Quanto affermato dal teste non risulta in alcun modo contestato dalla compagnia assicurativa che si è limitata a dedurre ipotetiche testimonianze contrastanti in atti. Inoltre in relazione al rilievo della convenuta compagnia assicurativa per cui debba attribuirsi un concorso di colpa all’attore che procedeva a velocità sostenuta, questo giudicante esclude una tale responsabilità ove si consideri che anche qualora l’attore avesse proceduto ad una velocità più moderata, avrebbe tutto al più potuto effettuare un tentativo di frenata non sufficiente comunque ad evitare l’impatto con il veicolo condotto dalla S che ha effettuato una manovra di svolta non consentita (in tal senso Cass. Civ. ordinanza n. 19115/2020 nella cui parte motiva i giudici di legittimità hanno affermato che tale p u r ipotizzabile circostanza (andatura non commisurata tenuta dal Matera) non ha avuto alcuna incidenza causale, dal momento che detto conducente «non avrebbe potuto compiere altra manovra d’emergenza, oltre quella di frenare, per tentare di evitare l’impatto» ….. Sotto quest’ultimo profilo mette conto precisare che la presunzione di colpa concorrente dettata dall’art. 2054, comma secondo, cod. civ., opera pur sempre sul piano causale; la presunzione di colpa deve, cioè, pur sempre potersi collocare sul piano della relazione causale tra la violazione delle regole di condotta, specifiche o generiche (c.d. causalità della colpa), e l’evento di danno. Ove invece risulti che quella violazione, pur sussistente o non escludibile, non abbia avuto incidenza causale – tale accertamento potendo compiersi, come detto, anche indirettamente, sulla base della valutazione del rilievo causale assorbente rivestito in concreto dalla condotta colposa dell’altro conducente – non v’è ragione di ritenere non superata quella presunzione, una diversa interpretazione finendo con l’attribuire alla norma un significato e una valenza puramente sanzionatoria che non ha.

DANNO PATRIMONIALE

L’attore ha, altresì chiesto il risarcimento del danno patrimoniale subito quale conseguenza del sinistro per non aver potuto svolgere per due mesi la propria attività di imprenditore dell’Azienda Agricola.

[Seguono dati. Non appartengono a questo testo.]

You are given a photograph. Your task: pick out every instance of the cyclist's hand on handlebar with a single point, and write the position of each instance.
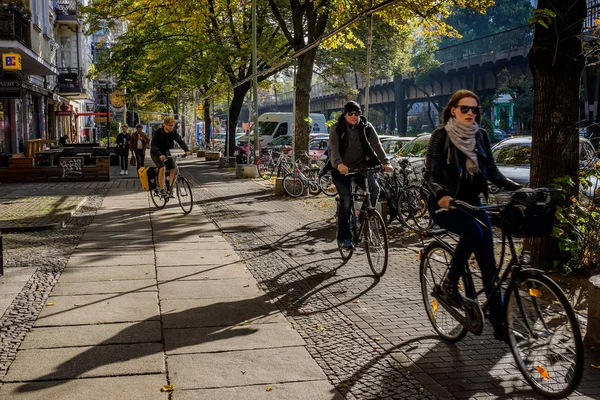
(343, 169)
(445, 202)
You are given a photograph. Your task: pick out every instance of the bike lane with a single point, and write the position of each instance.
(371, 336)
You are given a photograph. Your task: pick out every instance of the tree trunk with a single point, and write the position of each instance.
(303, 87)
(556, 62)
(237, 102)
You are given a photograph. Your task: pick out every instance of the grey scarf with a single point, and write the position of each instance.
(463, 136)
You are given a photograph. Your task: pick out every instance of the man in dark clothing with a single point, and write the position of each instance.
(353, 144)
(163, 140)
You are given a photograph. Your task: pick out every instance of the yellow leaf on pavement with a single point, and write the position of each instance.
(167, 388)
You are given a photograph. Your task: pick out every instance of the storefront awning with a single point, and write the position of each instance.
(33, 64)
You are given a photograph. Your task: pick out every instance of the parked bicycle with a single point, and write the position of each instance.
(366, 223)
(543, 331)
(181, 187)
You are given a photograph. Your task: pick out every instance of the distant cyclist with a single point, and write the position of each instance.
(459, 163)
(353, 144)
(163, 140)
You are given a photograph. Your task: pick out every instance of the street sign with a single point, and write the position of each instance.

Tanto premesso è onere del danneggiato la dimostrazione, anche tramite elementi di natura presuntiva, del pregresso concreto svolgimento di una attività economica o del possesso di una qualificazione professionale acquisita e non ancora esercitata compromessi nella loro effettiva realizzabilità dall’evento lesivo: indefettibile presupposto, in punto di an debeteatur, per la ristorabilità della perdita patrimoniale patita, liquidabile poi, in difetto di una precisa dimostrazione del reddito non conseguibile, in base al parametro, costituente soglia minima di risarcimento, del triplo della pensione sociale (in tal senso Cass. Civ. 5786/2017).

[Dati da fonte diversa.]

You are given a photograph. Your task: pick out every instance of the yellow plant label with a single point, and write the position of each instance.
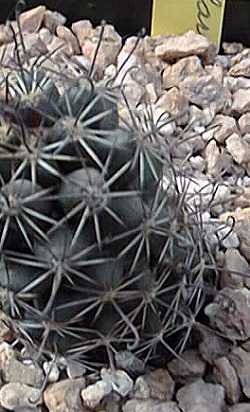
(178, 16)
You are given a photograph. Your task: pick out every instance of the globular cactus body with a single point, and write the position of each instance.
(97, 257)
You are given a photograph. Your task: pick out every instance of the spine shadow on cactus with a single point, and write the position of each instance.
(97, 257)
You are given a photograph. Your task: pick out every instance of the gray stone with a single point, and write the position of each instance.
(241, 69)
(150, 405)
(225, 374)
(31, 20)
(83, 30)
(66, 34)
(205, 91)
(157, 384)
(236, 270)
(187, 369)
(224, 126)
(241, 101)
(213, 155)
(240, 407)
(240, 360)
(95, 393)
(174, 74)
(229, 313)
(65, 396)
(16, 395)
(119, 380)
(188, 44)
(52, 19)
(201, 395)
(238, 148)
(175, 103)
(244, 123)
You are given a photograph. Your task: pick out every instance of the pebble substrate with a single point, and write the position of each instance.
(203, 100)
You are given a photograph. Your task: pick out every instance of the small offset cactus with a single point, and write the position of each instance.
(97, 258)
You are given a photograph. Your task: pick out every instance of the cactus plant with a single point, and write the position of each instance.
(97, 257)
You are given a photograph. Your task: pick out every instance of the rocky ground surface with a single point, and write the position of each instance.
(201, 100)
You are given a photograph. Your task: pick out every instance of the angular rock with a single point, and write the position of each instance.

In merito alla prova dell’inattività lavorativa la stessa è desumibile dalla ctu medico legale per come richiamata anche dalla ctu contabile. Ed invero sul punto quest’ultima ha così affermato: “la quantificazione operata dalla parte attrice (due mesi) appare congrua con il referto della CTU medico- legale, che ha attestato un periodo di inabilità temporanea assoluta inferiore (40 giorni), rilevando tuttavia un ulteriore periodo di inabilità temporanea parziale grave (50%) di ulteriori 40 giorni. I due periodi, tra loro sommati e ponderati per la percentuale di inabilità, consentono di individuare in 60 giorni il periodo in cui il danneggiato non è stato in grado di curare la propria attività imprenditoriale. “

Per ciò che attiene alla sua quantificazione la giurisprudenza di legittimità nella parte motiva dell’ordinanza n. 25370/2018 ha chiarito che “la liquidazione del danno patrimoniale da incapacità lavorativa, patito in conseguenza di un sinistro stradale da un soggetto percettore di reddito da lavoro, deve avvenire ponendo a base del calcolo il reddito effettivamente perduto dalla vittima, e non il triplo della pensione sociale (oggi, assegno sociale). Il ricorso a tale ultimo criterio, ai sensi dell’art. 137 c.ass., può essere consentito solo quando il giudice di merito accerti, con valutazione di fatto non sindacabile in sede di legittimità, che la vittima al momento dell’infortunio godeva si un reddito, ma questo era talmente modesto o sporadico da renderla vittima sostanzialmente equiparabile ad un disoccupato.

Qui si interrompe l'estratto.